Summary: A multi-institutional research team secured a $9 million grant to study how immune-cell aging impacts Parkinson’s disease. The study will investigate how cellular “burnout” drives the stark differences in disease risk and progression among patients. By mapping these immune system changes, the project aims to uncover precise biomarkers and pioneer customized, oncology-style immunotherapies to intercept neurodegeneration early.
Key Facts
- Immune-Cell “Burnout” Focus: The study investigates immune-cell exhaustion—a state where aging immune networks lose their functional capacity—to see how it triggers or accelerates neurodegeneration.
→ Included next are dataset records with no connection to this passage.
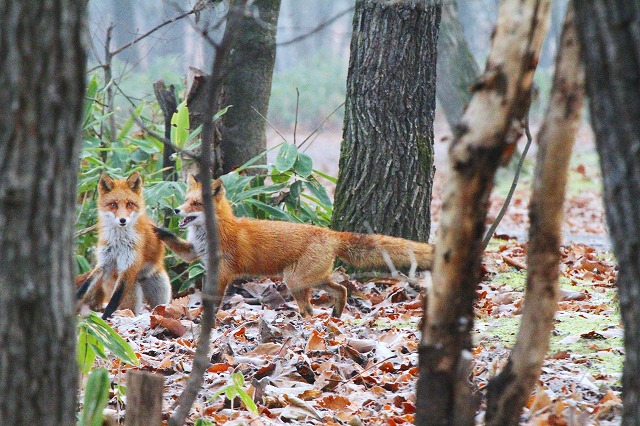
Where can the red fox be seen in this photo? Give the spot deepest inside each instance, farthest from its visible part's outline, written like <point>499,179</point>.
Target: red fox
<point>130,256</point>
<point>302,254</point>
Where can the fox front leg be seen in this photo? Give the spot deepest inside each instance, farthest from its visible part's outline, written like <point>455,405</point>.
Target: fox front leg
<point>92,279</point>
<point>125,283</point>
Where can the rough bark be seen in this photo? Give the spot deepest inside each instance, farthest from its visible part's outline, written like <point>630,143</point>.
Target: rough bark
<point>609,32</point>
<point>508,392</point>
<point>457,69</point>
<point>144,398</point>
<point>248,85</point>
<point>386,157</point>
<point>444,395</point>
<point>42,65</point>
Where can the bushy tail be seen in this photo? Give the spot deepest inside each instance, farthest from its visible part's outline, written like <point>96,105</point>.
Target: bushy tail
<point>369,251</point>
- Personalized Neurology Paradigm: Researchers aim to mirror the cancer field’s precision medicine model, tracking distinct immune profiles to tailor therapies to an individual’s unique biological baseline.
- Shedding Light on Heterogeneity: By analyzing immune variations, the team hopes to explain why Parkinson’s manifests and progresses so differently from one patient to another.
- Massive Economic Framework: The research addresses a critical public health crisis; Parkinson’s impacts over 1.1 million Americans and incurred an annual economic burden of $82 billion in 2024 alone.
- Open-Science Global Toolkit: Managed by an internal biostatistics data core, the team will generate high-quality, standardized resources for the global research community to reduce technical hurdles in drug development.
Source: Indiana University
A new cutting-edge research team, led by Indiana University School of Medicine scientists and interdisciplinary experts from multiple universities, will investigate the role of immune cell aging on Parkinson’s disease risk and progression. Specifically, the group will study immune-cell exhaustion in idiopathic and familial forms of Parkinson’s cases.
Malú Gámez Tansey, PhD, professor of neurology at IU School of Medicine, will serve as lead primary investigator on the project, which is funded by a generous $9 million grant.
Tansey and her team have been selected to join the Collaborative Research Network, an international, multidisciplinary, multi-institutional network working to address high-priority research questions about Parkinson’s disease, through a grant awarded by Aligning Science Across Parkinson’s (ASAP), in partnership with The Michael J. Fox Foundation for Parkinson’s Research (MJFF).
ASAP is expanding the CRN to map the biological blueprint of Parkinson’s disease and build a standardized toolkit of global research resources needed to turn discoveries into treatments. This next phase of the initiative focuses on understanding the heterogeneity of Parkinson’s disease, why it varies across individuals, and advancing discoveries toward more precise diagnostics and future therapies. This effort includes the generation of novel resources for the global research community to work from a common, high-quality baseline, reducing the technical hurdles that stall drug development.
Age is the greatest risk factor for Parkinson’s disease. While immune-cell exhaustion occurs naturally as individuals age, its direct relation to Parkinson’s disease remains underexplored.
The team will also explore whether lifestyle and environmental factors play a role in developing the disease, which affects more than 1.1 million people in the U.S. and cost $82 billion in annual U.S. healthcare, disability, productivity and caregiving burden in 2024 alone.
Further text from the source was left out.